16 🎧 No roots

Hier soir, je me suis écroulé comme un tas sur mon canapé poussiéreux. Rentrant de déplacements intensifs pendant deux mois, je n'ai même pas pris le temps de me déshabiller et de me laver.

Mes yeux cherchent une source de lumière dans ce « chez-moi » trop peu utilisé alors que mes membres s'étirent doucement pour éviter les crampes.

J'arrive à extirper mes jambes jusqu'à ce que mes pieds tapent dans mon sac et mes armes encore sur le parquet. Je me mords les lèvres fasse à la subite douleur avant de me relever entièrement et de me diriger vers les volets.

Ouverts en grand, les rayons du soleil illuminent la pièce et me rappellent pourquoi j'aime partir : l'odeur, le bruit, la chaleur, les gens.

Tout à Odyssey me répugnait.

J'étais pourtant né ici, dans les conditions les plus avantageuses possibles mais pas moyen. Je préférais être sur la route.

Échanger la cohue matinale des jours de marché pour la tranquillité de la montagne, troquer l'odeur de la ville à celle de la rosée du matin dans les bois, tout donner pour retrouver le vent balayant mes cheveux et non la brise marine m'apportant les odeurs d'urines des bas-fonds sur le chemin.

Moi qui suis né dans le luxe, entouré de parfum et de confort. Moi qui ai décidé de vivre comme un clochard dans une petite pièce au-dessus d'une rue malfamée et où tout mon environnement m'étouffe.

Ce que je préfère, c'est le moi « sans racine ». Moi qui ne m'attache pas à qu'à une terre mais à toute. Moi qui savoure chaque voyage, chaque traversée en mer, chaque balade dans les champs et chaque traque dans la forêt.

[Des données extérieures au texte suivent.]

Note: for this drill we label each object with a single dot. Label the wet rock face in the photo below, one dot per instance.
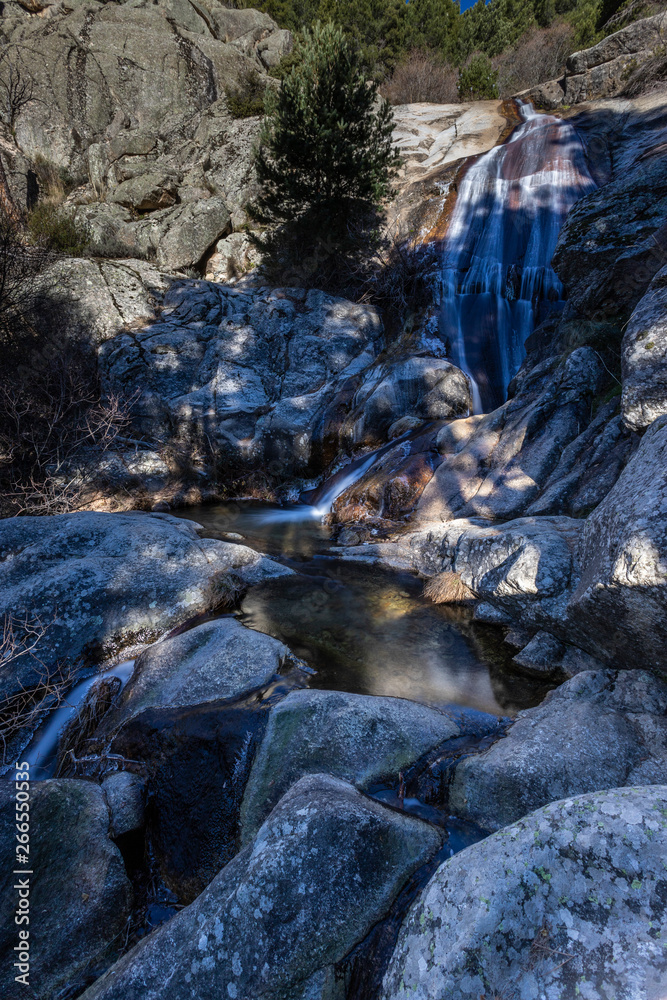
(645, 357)
(254, 374)
(322, 870)
(567, 902)
(620, 598)
(497, 465)
(602, 729)
(80, 896)
(357, 738)
(614, 241)
(196, 760)
(99, 582)
(219, 659)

Je m'appuie sur le rebord de la fenêtre, caressant ma barbe bien trop longue à mon goût et observant une dernière fois ce que la capitale de Leonidia a à m'offrir... Mais je ne vois rien.

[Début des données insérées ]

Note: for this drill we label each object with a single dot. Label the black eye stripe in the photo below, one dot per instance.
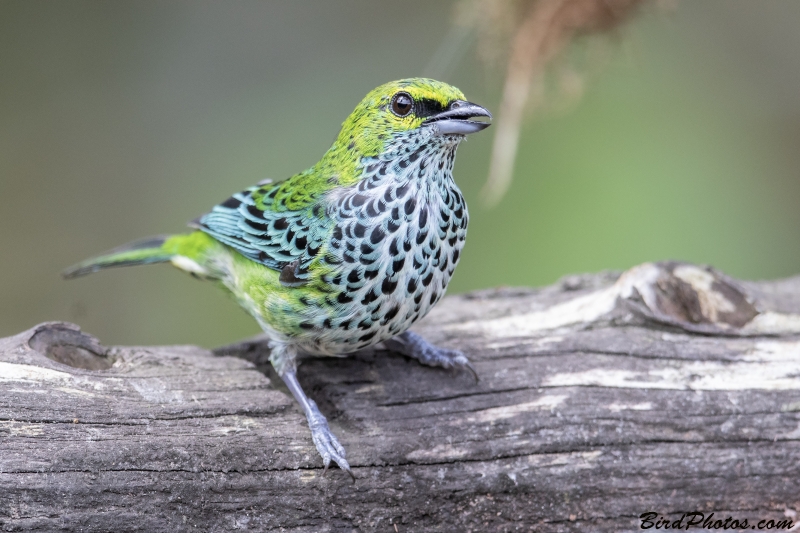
(422, 108)
(402, 104)
(427, 107)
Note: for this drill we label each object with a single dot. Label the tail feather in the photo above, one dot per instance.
(141, 252)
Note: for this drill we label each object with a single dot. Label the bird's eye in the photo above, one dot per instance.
(402, 103)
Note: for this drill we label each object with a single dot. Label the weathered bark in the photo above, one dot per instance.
(669, 389)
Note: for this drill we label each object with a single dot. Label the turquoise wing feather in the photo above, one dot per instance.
(259, 224)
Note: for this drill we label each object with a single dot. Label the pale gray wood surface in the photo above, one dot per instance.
(671, 388)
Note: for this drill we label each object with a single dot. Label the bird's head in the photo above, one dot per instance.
(398, 108)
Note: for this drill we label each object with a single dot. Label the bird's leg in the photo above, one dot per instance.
(283, 359)
(325, 441)
(412, 345)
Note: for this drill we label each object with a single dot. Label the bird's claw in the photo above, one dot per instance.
(326, 442)
(413, 345)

Tout est terne, comme si devant mes yeux, il y avait un voile gris.

C'est à ce moment-là que mon esprit vagabonde entre mes souvenirs de voyage les plus lointains.

Une oasis en plein milieu d'un désert après des heures de marche.

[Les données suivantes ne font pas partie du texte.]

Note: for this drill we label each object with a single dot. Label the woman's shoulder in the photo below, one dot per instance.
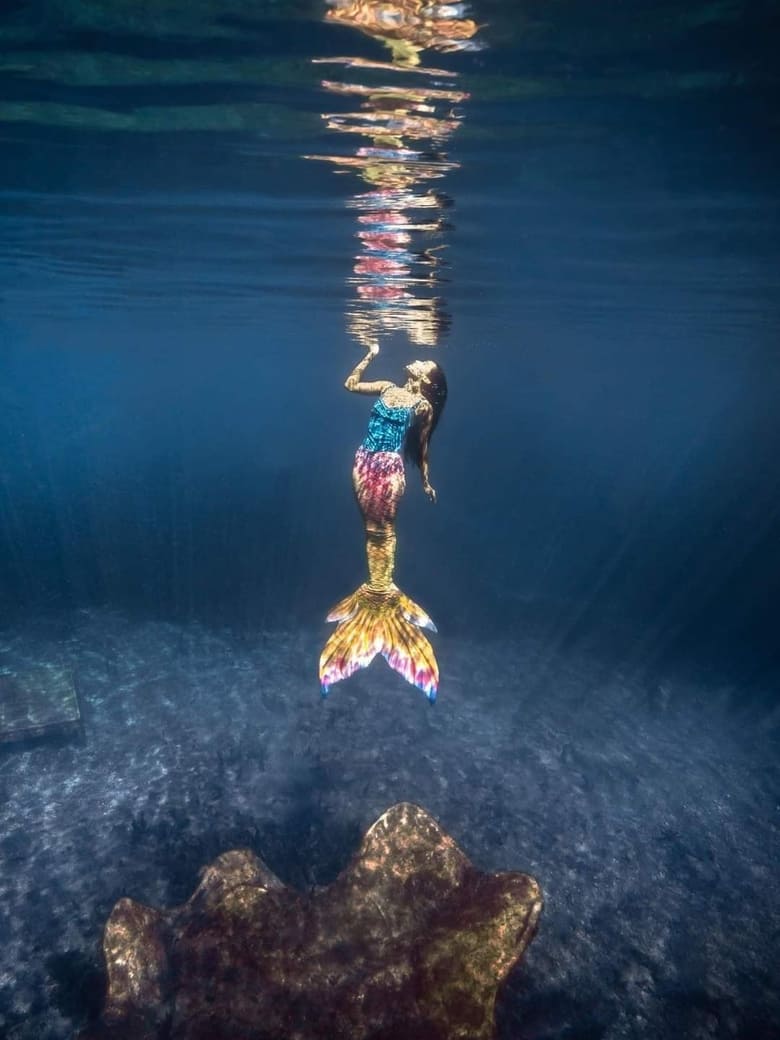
(395, 396)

Une source chaude en pleine montagne gelée.

Le piaillement des oiseaux un matin où je pensais ne jamais me réveiller.

Le vent transportant une odeur de pain chaud alors que j'étais affamé depuis des jours.

L'hospitalité autrefois méfiance des gens m'accueillant dans leur demeure.

La neige fondue sur les terres condamnées à un hiver éternel... Et sa voix. Une voix de la nature, réveillant la faune et faisant pousser la flore.

Le cri d'une bande de voleurs passant en bas de chez moi, ayant dérobé la bourse d'un marchand, me fait sursauter et me tire de mes agréables pensées pour me ramener à cette réalité qui me dégoûte.

Pas de racines, tu es un voyageur. Un chasseur. Tu t'adaptes et tu ne restes jamais bien longtemps à un endroit.

Je quitte la fenêtre et me dirige vers ma vasque remplie d'eau me servant de douche lorsque mon pied écrase quelque chose de fin. Une lettre. Glissée sous ma porte surement très tôt dans la matinée, elle est cachetée du sceau de la famille royale de Leonidia.

Des armoiries que j'ai côtoyées toute ma vie.

J'ouvre la lettre et lis rapidement son contenu jusqu'à ce qu'un sourire se dessine sur mon visage : une convocation de la part du roi au palais pour le lendemain.

Pourquoi suis-je heureux ? Parce que j'allais revoir mon oncle ? Parce que ma famille ne m'avait pas oublié ? Rien de cela.

Je suis heureux car grâce à mes « racines », j'ai l'intime conviction que je vais à nouveau quitter cette ville et ce pays et ça, pour une longue période.

Et le voyageur que je suis ne peut en être bouillant d'impatience.


[Texte en lien avec le personnage principal de La complainte de Givreciel, une histoire fantasy préquel à Flambée de désir.]